New York Magazine Book Review:

“Now, almost twenty years later, two of that generation’s leading lights have produced memoirs that trace their own early literary influences, their origins as writers, and—especially—their relationships to their mothers. The first of these, Winterson’s Why Be Happy When You Could Be Normal?, came out this month. The second, Alison Bechdel’s Are You My Mother?, will be published in May.
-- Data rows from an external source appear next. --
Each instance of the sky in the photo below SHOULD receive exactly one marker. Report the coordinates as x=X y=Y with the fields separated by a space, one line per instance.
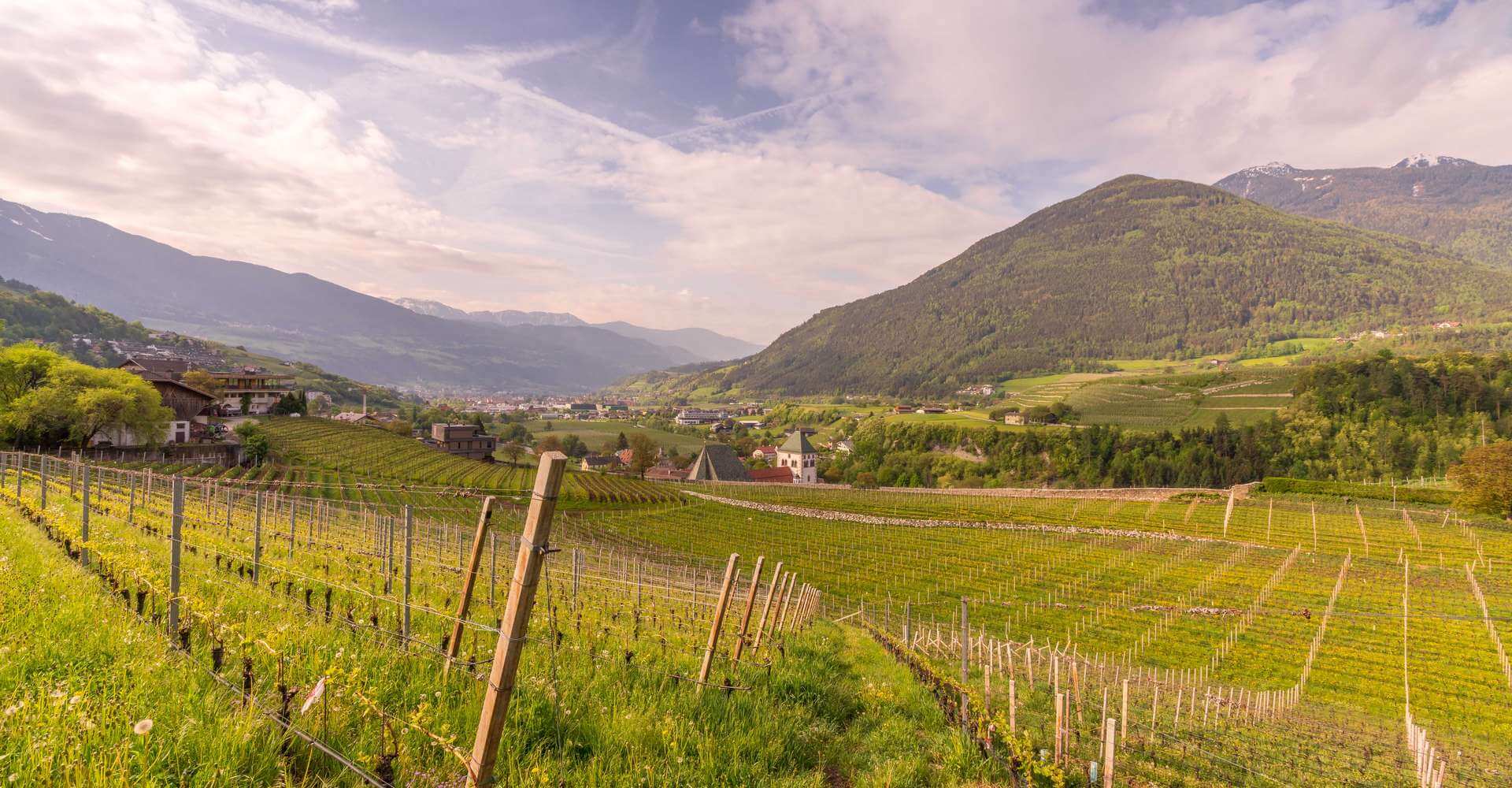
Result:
x=734 y=165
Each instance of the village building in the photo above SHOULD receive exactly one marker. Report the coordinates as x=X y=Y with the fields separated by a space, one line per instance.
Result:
x=772 y=475
x=665 y=470
x=693 y=418
x=598 y=462
x=717 y=462
x=463 y=440
x=799 y=454
x=262 y=391
x=191 y=406
x=159 y=368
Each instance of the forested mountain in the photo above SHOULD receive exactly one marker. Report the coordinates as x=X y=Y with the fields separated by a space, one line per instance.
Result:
x=87 y=333
x=1454 y=203
x=1133 y=268
x=302 y=317
x=1380 y=416
x=699 y=342
x=28 y=314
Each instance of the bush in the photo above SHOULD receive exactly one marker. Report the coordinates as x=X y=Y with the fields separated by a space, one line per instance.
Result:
x=1346 y=489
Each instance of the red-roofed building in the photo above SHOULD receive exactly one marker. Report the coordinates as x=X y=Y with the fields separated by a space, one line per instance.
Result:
x=772 y=475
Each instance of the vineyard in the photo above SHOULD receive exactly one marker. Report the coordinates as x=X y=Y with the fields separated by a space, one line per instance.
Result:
x=1186 y=637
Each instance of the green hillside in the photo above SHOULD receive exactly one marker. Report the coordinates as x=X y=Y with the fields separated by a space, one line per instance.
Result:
x=82 y=332
x=1134 y=268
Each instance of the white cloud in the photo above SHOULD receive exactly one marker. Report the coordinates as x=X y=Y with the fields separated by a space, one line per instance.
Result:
x=445 y=174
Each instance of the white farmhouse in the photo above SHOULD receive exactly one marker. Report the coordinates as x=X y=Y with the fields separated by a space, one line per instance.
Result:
x=799 y=454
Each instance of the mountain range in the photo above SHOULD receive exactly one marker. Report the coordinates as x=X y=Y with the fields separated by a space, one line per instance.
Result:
x=1133 y=268
x=1455 y=203
x=302 y=317
x=700 y=342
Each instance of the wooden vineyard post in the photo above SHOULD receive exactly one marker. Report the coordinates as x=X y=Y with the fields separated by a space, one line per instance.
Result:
x=469 y=580
x=1124 y=712
x=750 y=605
x=1107 y=753
x=1362 y=537
x=387 y=556
x=176 y=552
x=258 y=537
x=765 y=608
x=83 y=522
x=965 y=664
x=787 y=600
x=1228 y=511
x=1014 y=702
x=534 y=545
x=409 y=562
x=718 y=620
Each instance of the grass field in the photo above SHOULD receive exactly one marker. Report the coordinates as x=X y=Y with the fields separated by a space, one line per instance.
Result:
x=1283 y=630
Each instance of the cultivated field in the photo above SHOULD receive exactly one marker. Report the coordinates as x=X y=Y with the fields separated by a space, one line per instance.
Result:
x=1236 y=641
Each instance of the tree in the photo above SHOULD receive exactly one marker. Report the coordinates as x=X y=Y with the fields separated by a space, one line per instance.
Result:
x=643 y=452
x=1485 y=478
x=47 y=400
x=291 y=404
x=254 y=442
x=205 y=381
x=573 y=447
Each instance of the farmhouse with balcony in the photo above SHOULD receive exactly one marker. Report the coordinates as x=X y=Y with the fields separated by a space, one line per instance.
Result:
x=463 y=440
x=598 y=462
x=799 y=455
x=261 y=389
x=691 y=418
x=191 y=406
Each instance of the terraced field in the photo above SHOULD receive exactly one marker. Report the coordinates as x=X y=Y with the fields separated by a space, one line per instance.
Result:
x=1234 y=641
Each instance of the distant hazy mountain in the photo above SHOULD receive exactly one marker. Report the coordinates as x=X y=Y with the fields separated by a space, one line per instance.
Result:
x=507 y=317
x=700 y=342
x=302 y=317
x=1134 y=268
x=1449 y=202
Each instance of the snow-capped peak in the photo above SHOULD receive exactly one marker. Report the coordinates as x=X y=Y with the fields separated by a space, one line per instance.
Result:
x=1431 y=161
x=1273 y=169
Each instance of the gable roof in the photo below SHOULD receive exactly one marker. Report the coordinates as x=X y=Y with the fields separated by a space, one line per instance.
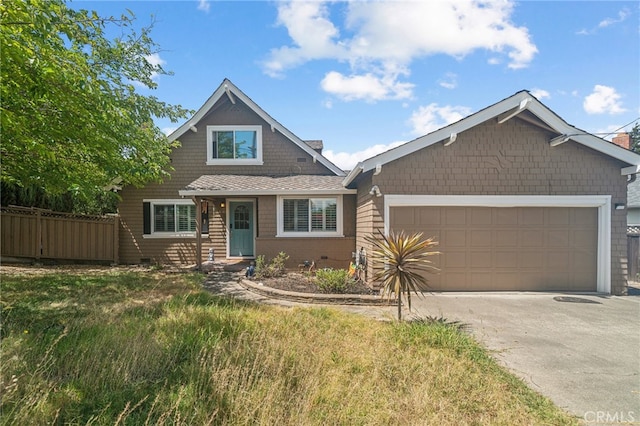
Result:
x=229 y=89
x=519 y=103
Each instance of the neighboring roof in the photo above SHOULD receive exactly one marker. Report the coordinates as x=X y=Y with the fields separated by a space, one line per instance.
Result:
x=504 y=110
x=633 y=194
x=229 y=89
x=235 y=185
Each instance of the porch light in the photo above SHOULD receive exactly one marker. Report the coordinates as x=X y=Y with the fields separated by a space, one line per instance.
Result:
x=375 y=190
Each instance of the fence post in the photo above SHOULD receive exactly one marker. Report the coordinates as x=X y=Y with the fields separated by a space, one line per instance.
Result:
x=38 y=234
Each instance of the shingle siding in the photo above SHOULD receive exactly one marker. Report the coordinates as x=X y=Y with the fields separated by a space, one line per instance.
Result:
x=513 y=158
x=281 y=157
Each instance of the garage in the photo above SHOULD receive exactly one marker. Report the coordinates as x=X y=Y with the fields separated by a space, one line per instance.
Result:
x=507 y=247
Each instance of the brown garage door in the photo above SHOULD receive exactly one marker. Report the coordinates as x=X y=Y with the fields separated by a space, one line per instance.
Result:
x=508 y=248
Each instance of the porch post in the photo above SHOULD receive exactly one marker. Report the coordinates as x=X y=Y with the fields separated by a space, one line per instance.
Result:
x=198 y=203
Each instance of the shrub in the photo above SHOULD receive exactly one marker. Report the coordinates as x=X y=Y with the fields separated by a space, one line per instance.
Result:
x=333 y=280
x=273 y=269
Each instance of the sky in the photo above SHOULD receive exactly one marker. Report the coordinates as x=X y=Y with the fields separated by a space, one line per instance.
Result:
x=365 y=76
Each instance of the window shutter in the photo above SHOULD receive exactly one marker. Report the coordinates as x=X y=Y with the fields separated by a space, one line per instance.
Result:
x=146 y=218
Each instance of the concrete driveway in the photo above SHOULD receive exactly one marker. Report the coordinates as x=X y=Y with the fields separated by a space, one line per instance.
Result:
x=581 y=351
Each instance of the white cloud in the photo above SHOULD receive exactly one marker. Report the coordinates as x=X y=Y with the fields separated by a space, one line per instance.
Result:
x=603 y=100
x=312 y=34
x=348 y=160
x=606 y=22
x=381 y=39
x=366 y=87
x=450 y=81
x=540 y=93
x=204 y=5
x=432 y=117
x=622 y=15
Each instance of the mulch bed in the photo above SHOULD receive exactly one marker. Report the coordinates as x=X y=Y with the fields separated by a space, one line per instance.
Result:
x=301 y=283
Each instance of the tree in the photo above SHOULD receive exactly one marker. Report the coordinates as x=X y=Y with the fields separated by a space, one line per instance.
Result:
x=634 y=134
x=72 y=120
x=399 y=261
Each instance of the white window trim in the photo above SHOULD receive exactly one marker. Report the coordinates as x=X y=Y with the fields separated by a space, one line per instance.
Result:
x=234 y=162
x=310 y=234
x=601 y=202
x=155 y=234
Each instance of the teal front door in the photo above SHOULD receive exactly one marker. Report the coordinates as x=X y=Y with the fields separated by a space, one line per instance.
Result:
x=241 y=229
Until recently, Bechdel was best known as the author of Dykes to Watch Out For, a comic strip of uncommon political, interpersonal, and visual acuity. (Imagine a collaboration among Rachel Maddow, Charles Addams, and Charles Dickens, and you’ll get the gist.) Then, in 2006, she published Fun Home, a graphic memoir about her father—a distant, demanding, closeted gay man who pursued underage boys and died of an apparent suicide when Bechdel was in college. Fun Home became a national best seller and met with widespread acclaim; Time magazine, which does not anagram to “mainstream mag” but feels like it should, named it the best book of the year. Are You My Mother?, also a graphic memoir, is Bechdel’s maternal follow-up.

My initial reaction to Bechdel’s and Winterson’s new books was astonishment at their surface similarity: two mom- focused memoirs by literary lesbians who rose to prominence in the eighties, published almost simultaneously. In fact, though, what’s most remarkable is how different they are.”